What is Databroker’s relationship to Intake?

Intake Concepts

Intake has a notion of Catalogs. Catalogs are roughly dict-like. Iterating over a Catalog yields the names of its entries, which are strings. Iterating over catalog.items() yields (name, Entry) pairs. An Entry is roughly like a functools.partial with metadata and intake-specific semantics. When an Entry is opened, by calling it entry.get() or, equivalently and more succinctly, entry(), it returns its content. The content could be another Catalog or a DataSource.

Calling .read() on a DataSource returns some in-memory representation, such as a numpy array, pandas DataFrame, or xarray.Dataset. Calling .to_dask() return the “lazy” dask-backed equivalent structure.

DataBroker Concepts

DataBroker represents a Bluesky “Event Stream”, a logical table of data, as a DataSource, BlueskyEventStream. Calling BlueskyEventStream.read() returns an xarray Dataset backed by numpy arrays; calling BlueskyEventStream.to_dask() returns an xarray Dataset backed by dask arrays.

DataBroker represents a Bluesky Run, sometimes loosely referred to as a “scan”, as a Catalog of Event Streams, BlueskyRun. For example, the entries in a BlueskyRun might have the names 'primary' and 'baseline'. The entries always contain instances of BlueskyEventStream. BlueskyRun extends the standard Catalog interface with a special method :meth:BlueskyRun.documents`. This returns a generator that yields (name, doc) pairs, recreating the stream of documents that would have been emitted during data acquisition. (This is akin to Header.documents() in DataBroker v0.x.)

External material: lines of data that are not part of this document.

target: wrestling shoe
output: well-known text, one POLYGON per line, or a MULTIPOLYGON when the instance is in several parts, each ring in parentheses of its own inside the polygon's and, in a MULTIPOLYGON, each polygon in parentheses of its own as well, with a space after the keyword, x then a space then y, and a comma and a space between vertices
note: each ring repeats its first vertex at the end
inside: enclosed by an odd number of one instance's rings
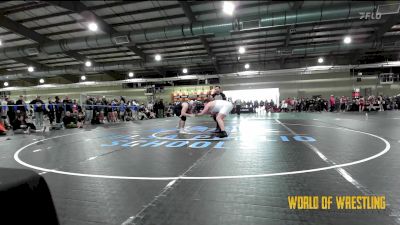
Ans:
POLYGON ((188 132, 187 132, 185 129, 180 129, 180 130, 179 130, 179 133, 180 133, 180 134, 188 134, 188 132))
POLYGON ((214 134, 221 133, 221 129, 215 129, 212 133, 214 134))
POLYGON ((226 131, 221 131, 220 133, 217 134, 217 137, 226 138, 228 137, 228 134, 226 133, 226 131))

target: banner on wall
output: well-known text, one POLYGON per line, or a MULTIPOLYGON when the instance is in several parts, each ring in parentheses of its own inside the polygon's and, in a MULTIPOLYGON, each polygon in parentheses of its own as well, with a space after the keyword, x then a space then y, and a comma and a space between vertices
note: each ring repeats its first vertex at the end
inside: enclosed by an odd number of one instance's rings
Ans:
POLYGON ((360 88, 354 88, 353 93, 351 94, 353 98, 359 98, 360 97, 360 88))
POLYGON ((176 90, 172 93, 172 101, 173 102, 181 102, 188 100, 198 100, 204 101, 211 94, 211 89, 213 86, 202 87, 201 89, 186 89, 186 90, 176 90), (209 88, 209 89, 208 89, 209 88))

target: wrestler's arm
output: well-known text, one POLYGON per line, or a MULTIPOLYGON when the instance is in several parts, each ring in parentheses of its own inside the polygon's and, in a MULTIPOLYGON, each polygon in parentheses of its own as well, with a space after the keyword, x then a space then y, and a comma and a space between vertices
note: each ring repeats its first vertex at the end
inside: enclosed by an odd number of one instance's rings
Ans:
POLYGON ((207 114, 209 110, 210 110, 210 104, 206 104, 204 106, 204 109, 201 112, 197 113, 196 116, 202 116, 204 114, 207 114))
POLYGON ((183 104, 182 104, 181 115, 180 115, 179 117, 181 117, 181 116, 191 116, 191 117, 194 117, 195 115, 187 113, 188 108, 189 108, 189 104, 186 103, 186 102, 183 103, 183 104))

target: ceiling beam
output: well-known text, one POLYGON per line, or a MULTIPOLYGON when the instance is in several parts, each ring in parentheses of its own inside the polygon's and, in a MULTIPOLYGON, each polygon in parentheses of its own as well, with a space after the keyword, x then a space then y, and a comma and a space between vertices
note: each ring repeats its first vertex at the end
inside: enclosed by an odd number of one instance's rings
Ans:
MULTIPOLYGON (((50 4, 57 5, 59 7, 62 7, 64 9, 68 9, 72 12, 75 13, 80 13, 82 17, 86 21, 96 21, 98 27, 100 30, 102 30, 104 33, 108 34, 113 34, 113 33, 118 33, 117 30, 115 30, 110 24, 105 22, 103 18, 100 16, 97 16, 95 13, 90 11, 90 8, 84 5, 80 1, 49 1, 50 4), (85 13, 82 13, 85 12, 85 13)), ((130 51, 138 55, 141 59, 146 61, 148 59, 148 56, 136 45, 130 45, 130 46, 125 46, 128 48, 130 51)), ((157 70, 156 70, 157 71, 157 70)), ((158 71, 157 71, 158 72, 158 71)), ((162 74, 160 74, 162 75, 162 74)))
POLYGON ((37 43, 45 43, 45 42, 50 42, 49 38, 46 36, 43 36, 13 20, 10 18, 0 15, 0 26, 6 28, 7 30, 10 30, 16 34, 22 35, 26 38, 29 38, 33 41, 36 41, 37 43))
POLYGON ((289 2, 289 5, 292 10, 299 10, 304 4, 304 0, 289 2))
MULTIPOLYGON (((289 44, 290 44, 290 38, 292 37, 292 32, 291 32, 291 27, 288 27, 286 29, 286 37, 285 37, 285 44, 284 44, 284 48, 288 48, 289 44)), ((281 61, 280 61, 280 67, 283 68, 286 62, 286 58, 287 56, 283 56, 281 57, 281 61)))
MULTIPOLYGON (((0 15, 0 26, 6 28, 16 34, 19 34, 21 36, 29 38, 29 39, 37 42, 39 45, 53 41, 53 40, 49 39, 48 37, 23 26, 22 24, 17 23, 4 15, 0 15)), ((84 62, 86 60, 86 57, 79 54, 78 52, 68 51, 68 52, 64 52, 64 54, 66 54, 67 56, 69 56, 73 59, 76 59, 77 61, 80 61, 80 62, 84 62)), ((19 63, 23 63, 27 66, 34 66, 36 69, 49 69, 50 68, 50 67, 46 66, 45 64, 38 63, 38 62, 30 60, 28 58, 17 58, 14 60, 19 63)), ((76 80, 76 79, 70 78, 68 76, 64 76, 63 78, 65 78, 71 82, 74 82, 76 80)))
POLYGON ((368 41, 379 41, 383 35, 390 31, 392 27, 400 22, 400 14, 393 14, 387 17, 383 25, 376 27, 374 35, 368 38, 368 41))
POLYGON ((104 73, 107 74, 108 76, 112 77, 114 80, 125 79, 125 77, 121 76, 120 73, 118 73, 114 70, 105 71, 104 73))
MULTIPOLYGON (((196 16, 194 15, 189 3, 187 1, 179 1, 179 4, 182 7, 182 10, 185 13, 186 17, 188 18, 188 20, 190 21, 190 23, 197 22, 196 16)), ((217 57, 212 52, 210 44, 207 41, 207 38, 204 36, 200 36, 200 41, 203 44, 204 48, 206 49, 208 55, 211 57, 211 61, 213 62, 216 72, 219 73, 220 70, 217 62, 217 57)))
MULTIPOLYGON (((389 15, 383 24, 381 24, 380 26, 375 28, 375 32, 373 32, 372 35, 370 35, 367 38, 367 41, 380 43, 381 39, 383 38, 383 35, 386 32, 390 31, 392 29, 392 27, 394 25, 398 24, 399 22, 400 22, 399 14, 389 15)), ((376 47, 379 47, 379 46, 376 46, 376 47)), ((351 56, 350 58, 352 59, 352 63, 358 64, 360 59, 364 55, 364 53, 368 50, 369 49, 357 49, 356 51, 354 51, 350 55, 351 56)))
MULTIPOLYGON (((35 68, 35 70, 46 70, 46 69, 50 69, 50 67, 48 67, 48 66, 46 66, 46 65, 44 65, 44 64, 35 62, 35 61, 33 61, 33 60, 30 60, 30 59, 28 59, 28 58, 16 58, 16 59, 13 59, 13 60, 16 61, 16 62, 18 62, 18 63, 23 63, 23 64, 25 64, 26 66, 33 66, 33 67, 35 68)), ((60 77, 64 78, 65 80, 67 80, 67 81, 69 81, 69 82, 71 82, 71 83, 77 82, 77 79, 76 79, 76 78, 74 79, 74 77, 71 77, 71 76, 68 76, 68 75, 60 75, 60 77)))

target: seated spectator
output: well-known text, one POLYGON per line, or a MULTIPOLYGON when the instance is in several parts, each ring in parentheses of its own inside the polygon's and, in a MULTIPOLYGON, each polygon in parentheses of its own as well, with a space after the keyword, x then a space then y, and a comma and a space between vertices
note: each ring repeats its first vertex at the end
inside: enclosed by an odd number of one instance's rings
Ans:
POLYGON ((79 112, 77 120, 77 128, 83 128, 83 124, 85 124, 85 116, 83 115, 83 112, 79 112))
POLYGON ((12 127, 15 134, 29 134, 37 131, 35 125, 27 122, 25 115, 22 114, 12 122, 12 127))
POLYGON ((146 115, 146 110, 144 108, 139 108, 138 119, 140 119, 140 120, 143 120, 143 119, 148 120, 149 119, 148 116, 146 115))
POLYGON ((71 115, 70 111, 67 111, 65 113, 65 116, 63 118, 63 123, 64 123, 65 128, 77 128, 78 127, 76 118, 71 115))
POLYGON ((6 135, 6 128, 4 127, 3 123, 0 122, 0 135, 6 135))

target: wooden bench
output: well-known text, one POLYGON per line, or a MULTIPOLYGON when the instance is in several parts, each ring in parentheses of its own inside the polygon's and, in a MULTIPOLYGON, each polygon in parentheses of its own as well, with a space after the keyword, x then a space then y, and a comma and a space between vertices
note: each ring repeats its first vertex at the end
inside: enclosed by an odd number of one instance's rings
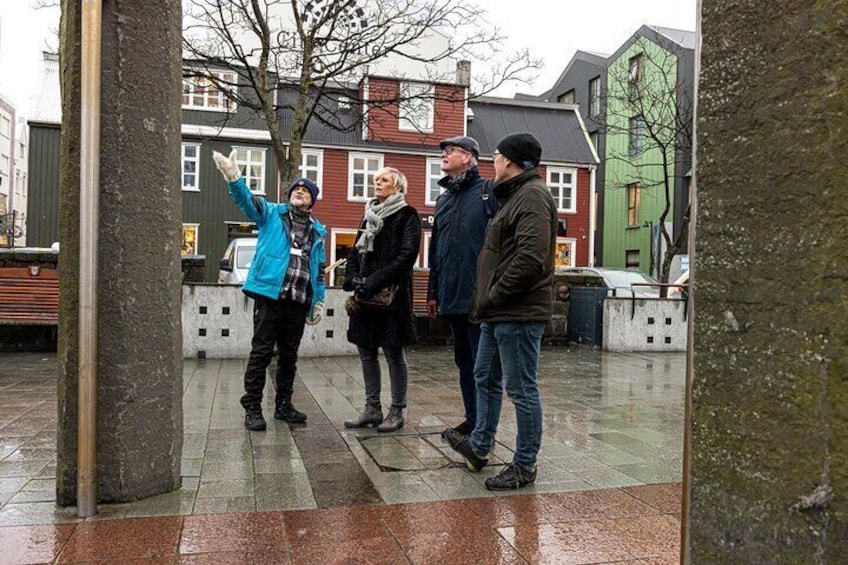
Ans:
POLYGON ((38 266, 0 268, 0 325, 58 324, 58 271, 38 266))

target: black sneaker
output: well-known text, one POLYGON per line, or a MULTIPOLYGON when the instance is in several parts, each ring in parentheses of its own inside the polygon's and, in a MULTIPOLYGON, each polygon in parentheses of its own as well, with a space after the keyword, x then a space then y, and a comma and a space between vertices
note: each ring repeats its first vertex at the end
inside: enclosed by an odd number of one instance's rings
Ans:
POLYGON ((277 401, 277 407, 274 410, 274 419, 285 420, 290 424, 302 424, 306 421, 306 414, 292 406, 291 400, 283 399, 277 401))
POLYGON ((496 476, 486 479, 486 488, 489 490, 515 490, 530 486, 535 482, 535 468, 528 470, 510 463, 496 476))
POLYGON ((244 409, 244 427, 255 432, 265 429, 265 418, 262 417, 262 408, 258 404, 244 409))
POLYGON ((468 422, 463 422, 458 426, 454 426, 453 429, 464 436, 470 436, 471 432, 474 431, 474 426, 469 424, 468 422))
POLYGON ((465 466, 469 471, 477 472, 485 467, 489 460, 485 457, 479 457, 471 448, 471 440, 468 436, 464 436, 453 428, 448 428, 442 432, 442 437, 445 438, 451 448, 462 455, 465 459, 465 466))

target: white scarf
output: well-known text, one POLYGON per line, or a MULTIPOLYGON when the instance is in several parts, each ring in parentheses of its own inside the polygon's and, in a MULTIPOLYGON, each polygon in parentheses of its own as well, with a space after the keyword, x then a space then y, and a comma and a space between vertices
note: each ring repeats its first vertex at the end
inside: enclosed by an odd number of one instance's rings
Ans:
POLYGON ((374 238, 383 229, 383 220, 404 206, 406 206, 406 198, 402 192, 392 194, 382 203, 376 198, 365 203, 365 228, 359 236, 359 241, 356 242, 356 248, 360 253, 374 250, 374 238))

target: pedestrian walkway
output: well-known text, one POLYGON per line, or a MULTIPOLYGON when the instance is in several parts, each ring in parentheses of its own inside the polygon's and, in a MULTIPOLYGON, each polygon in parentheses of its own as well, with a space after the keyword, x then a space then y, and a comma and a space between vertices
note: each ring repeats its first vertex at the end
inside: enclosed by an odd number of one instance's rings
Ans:
POLYGON ((85 521, 55 506, 55 355, 0 355, 0 564, 677 559, 682 355, 544 349, 537 483, 497 496, 482 483, 511 458, 514 413, 467 472, 439 436, 461 420, 448 348, 409 352, 407 424, 388 435, 342 425, 363 404, 356 358, 301 360, 309 422, 265 432, 242 424, 243 360, 187 360, 182 487, 85 521))

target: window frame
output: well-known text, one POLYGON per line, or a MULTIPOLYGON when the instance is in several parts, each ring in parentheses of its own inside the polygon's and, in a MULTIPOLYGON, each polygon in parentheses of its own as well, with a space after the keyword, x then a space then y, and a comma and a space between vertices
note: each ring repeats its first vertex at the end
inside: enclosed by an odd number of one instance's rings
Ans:
POLYGON ((424 190, 424 205, 425 206, 435 206, 436 200, 442 193, 445 191, 443 186, 438 184, 438 181, 441 180, 445 173, 442 171, 442 159, 441 157, 428 157, 426 162, 426 169, 424 170, 424 178, 427 180, 427 184, 424 190), (435 165, 439 168, 439 176, 435 176, 431 167, 435 165), (431 199, 430 196, 433 194, 434 186, 438 189, 439 194, 436 198, 431 199))
MULTIPOLYGON (((330 229, 330 265, 340 259, 336 256, 336 247, 338 246, 339 235, 353 235, 353 241, 356 243, 356 234, 359 233, 359 228, 331 228, 330 229)), ((336 270, 333 269, 327 277, 327 286, 335 286, 336 270)))
POLYGON ((245 184, 247 184, 248 190, 250 190, 251 193, 256 194, 257 196, 265 196, 265 181, 267 180, 266 170, 265 170, 266 169, 265 160, 267 158, 268 148, 267 147, 249 146, 249 145, 233 145, 233 149, 236 150, 236 164, 238 165, 239 171, 241 172, 241 175, 244 178, 245 184), (248 156, 250 155, 251 152, 254 152, 254 151, 258 151, 262 155, 262 159, 260 160, 261 167, 262 167, 262 175, 259 179, 259 186, 261 188, 258 189, 258 190, 253 190, 253 188, 251 188, 251 186, 250 186, 250 181, 253 178, 255 178, 255 175, 252 174, 252 172, 253 172, 252 168, 254 166, 254 162, 249 161, 249 160, 246 161, 244 159, 240 159, 240 153, 242 151, 247 152, 248 156))
MULTIPOLYGON (((200 224, 196 222, 184 222, 182 227, 180 228, 180 242, 185 243, 185 229, 187 227, 194 228, 194 253, 192 255, 199 255, 198 251, 200 250, 200 224)), ((180 255, 185 257, 189 255, 189 253, 182 253, 182 245, 180 246, 180 255)))
POLYGON ((638 228, 642 204, 642 185, 638 182, 628 183, 625 194, 627 196, 627 227, 638 228))
POLYGON ((589 117, 601 114, 601 77, 589 80, 589 117))
POLYGON ((630 98, 636 100, 639 98, 639 87, 642 85, 642 53, 630 57, 630 62, 627 69, 627 82, 629 83, 630 98))
MULTIPOLYGON (((191 72, 191 69, 188 69, 188 72, 191 72)), ((215 86, 215 84, 206 77, 202 76, 192 76, 192 77, 184 77, 183 78, 183 92, 182 92, 182 100, 181 105, 183 110, 198 110, 200 112, 235 112, 238 108, 238 105, 234 100, 226 94, 226 89, 237 89, 238 88, 238 74, 233 71, 210 71, 210 74, 220 77, 222 82, 231 84, 231 86, 227 86, 224 88, 219 88, 215 86), (199 85, 199 81, 205 81, 209 83, 209 86, 199 85), (197 92, 197 91, 200 92, 197 92), (210 105, 210 100, 217 100, 217 106, 210 105), (200 97, 202 101, 201 105, 192 104, 196 97, 200 97), (188 103, 186 103, 186 97, 188 97, 188 103)))
POLYGON ((575 237, 557 237, 556 238, 556 252, 554 253, 554 270, 556 269, 567 269, 569 267, 577 266, 577 238, 575 237), (570 265, 565 265, 559 262, 559 246, 566 244, 570 247, 569 257, 571 259, 570 265))
POLYGON ((436 104, 435 86, 426 82, 401 81, 398 85, 398 130, 418 133, 433 133, 436 104), (419 92, 414 92, 419 89, 419 92), (410 97, 414 97, 411 98, 410 97), (418 98, 420 97, 420 98, 418 98), (405 108, 405 105, 416 104, 415 108, 405 108), (421 125, 422 110, 427 110, 427 123, 421 125), (414 117, 411 118, 410 115, 414 117))
POLYGON ((348 153, 347 157, 347 201, 348 202, 368 202, 372 198, 374 198, 374 175, 382 169, 385 165, 383 164, 384 155, 382 153, 365 153, 360 151, 351 151, 348 153), (354 162, 356 159, 363 159, 366 164, 365 169, 354 169, 354 162), (368 168, 369 159, 377 159, 377 168, 371 172, 368 168), (354 194, 354 184, 353 178, 354 175, 358 171, 361 171, 365 174, 365 185, 363 187, 363 196, 356 196, 354 194), (370 192, 370 195, 369 195, 370 192))
POLYGON ((631 157, 638 157, 645 151, 645 128, 647 124, 642 116, 633 116, 628 125, 627 154, 631 157))
POLYGON ((546 183, 548 186, 548 190, 551 191, 551 196, 554 197, 554 201, 557 205, 557 212, 562 212, 565 214, 576 214, 577 213, 577 169, 573 167, 547 167, 546 171, 546 183), (554 186, 554 182, 551 180, 551 176, 553 173, 557 173, 560 175, 560 182, 556 184, 559 187, 559 198, 554 195, 554 191, 552 187, 554 186), (571 174, 571 182, 565 184, 562 182, 563 174, 571 174), (570 187, 570 201, 571 205, 568 208, 564 208, 562 206, 564 197, 563 197, 563 188, 570 187))
POLYGON ((315 171, 315 178, 311 179, 318 185, 318 200, 324 199, 324 150, 323 149, 313 149, 311 147, 301 147, 300 148, 300 166, 297 168, 298 174, 301 177, 309 178, 309 171, 315 171), (315 167, 308 167, 306 165, 306 158, 309 155, 314 155, 318 157, 318 164, 315 167))
POLYGON ((573 88, 557 96, 557 102, 560 104, 576 104, 576 101, 577 93, 573 88))
POLYGON ((201 145, 200 143, 195 143, 195 142, 182 142, 180 144, 180 165, 181 165, 181 167, 180 167, 181 168, 181 172, 180 172, 181 183, 180 184, 182 184, 183 192, 200 192, 200 145, 201 145), (193 159, 194 160, 194 173, 188 173, 188 174, 194 175, 194 185, 193 186, 187 185, 185 183, 185 177, 186 177, 186 174, 187 174, 186 170, 185 170, 186 162, 189 162, 189 161, 192 160, 192 159, 188 159, 186 157, 186 148, 187 147, 194 147, 194 149, 196 151, 196 153, 194 155, 194 159, 193 159))

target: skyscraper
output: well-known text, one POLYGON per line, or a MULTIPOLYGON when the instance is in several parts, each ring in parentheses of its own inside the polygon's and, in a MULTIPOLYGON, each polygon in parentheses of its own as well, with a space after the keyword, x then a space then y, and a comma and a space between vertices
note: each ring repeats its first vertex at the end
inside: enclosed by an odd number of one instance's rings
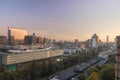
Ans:
POLYGON ((107 43, 109 42, 109 36, 107 35, 107 43))
POLYGON ((106 46, 107 46, 107 48, 109 48, 109 36, 108 35, 107 35, 106 46))
POLYGON ((27 30, 8 27, 8 45, 23 44, 27 30))
POLYGON ((94 34, 92 36, 92 48, 95 48, 97 49, 98 48, 98 35, 97 34, 94 34))

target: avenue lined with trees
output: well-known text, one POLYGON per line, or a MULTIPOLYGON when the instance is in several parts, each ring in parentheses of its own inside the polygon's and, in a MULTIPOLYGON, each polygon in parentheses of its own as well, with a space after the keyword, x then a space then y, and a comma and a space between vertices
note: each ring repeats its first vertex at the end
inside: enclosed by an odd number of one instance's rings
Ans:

BlueskyEventStream and BlueskyRun should never be instantiated by the user. They have complex signatures, and they are agnostic to the storage mechanism; they could be backed by objects in memory, files, or databases.

Continuing to move up the hierarchy, we get to catalogs whose Entries contain BlueskyRun instances. Each entry’s name is the corresponding RunStart uid. The Catalogs at this level of the hierarchy include:

Notice that these are located in an internal package, _drivers. Except for testing purposes, they should never be directly imported. They should be accessed by their name from intake’s driver registry as in:

import intake
cls = intake.registry['bluesky-jsonl-catalog']

At some point in the future, once the internal APIs stabilize, these classes and their specific dependencies (msgpack, pymongo, etc.) will be moved out of databroker into separate packages. Avoid directly importing from _drivers so that this change will not break your code.

Scaling Intake Catalogs

To make Catalogs scale to tens of thousands of entries, override the methods:

  • __iter__

  • __getitem__

  • __contains__

  • __len__

A simple intake Catalog populates an internal dictionary, Catalog._entries, mapping entry names to LocalCatalogEntry objects. This approach does not scale to catalogs with large number of entries, where merely populating the keys of the Catalog._entries dict is expensive. To customize the type of _entries override Catalog._make_entries_container() and return a dict-like object. This object must support iteration (looping through part or all of the catalog in order) and random access (requesting a specific entry by name) by implementing __iter__ and __getitem__ respectively.

It should also implement __contains__ because, similarly, if __contains__ is specifically implemented, Python will iterate through all the entries and check each in turn. In this case, it is likely more efficient to implement a __contains__ method that uses __getitem__ to determine whether a given key is contained.

Finally, the Catalog itself should implement __len__. If it is not implemented, intake may obtain a Catalog’s length by iterating through it entirely, which may be costly. If a more efficient approach is possible (e.g. a COUNT query) it should be implemented.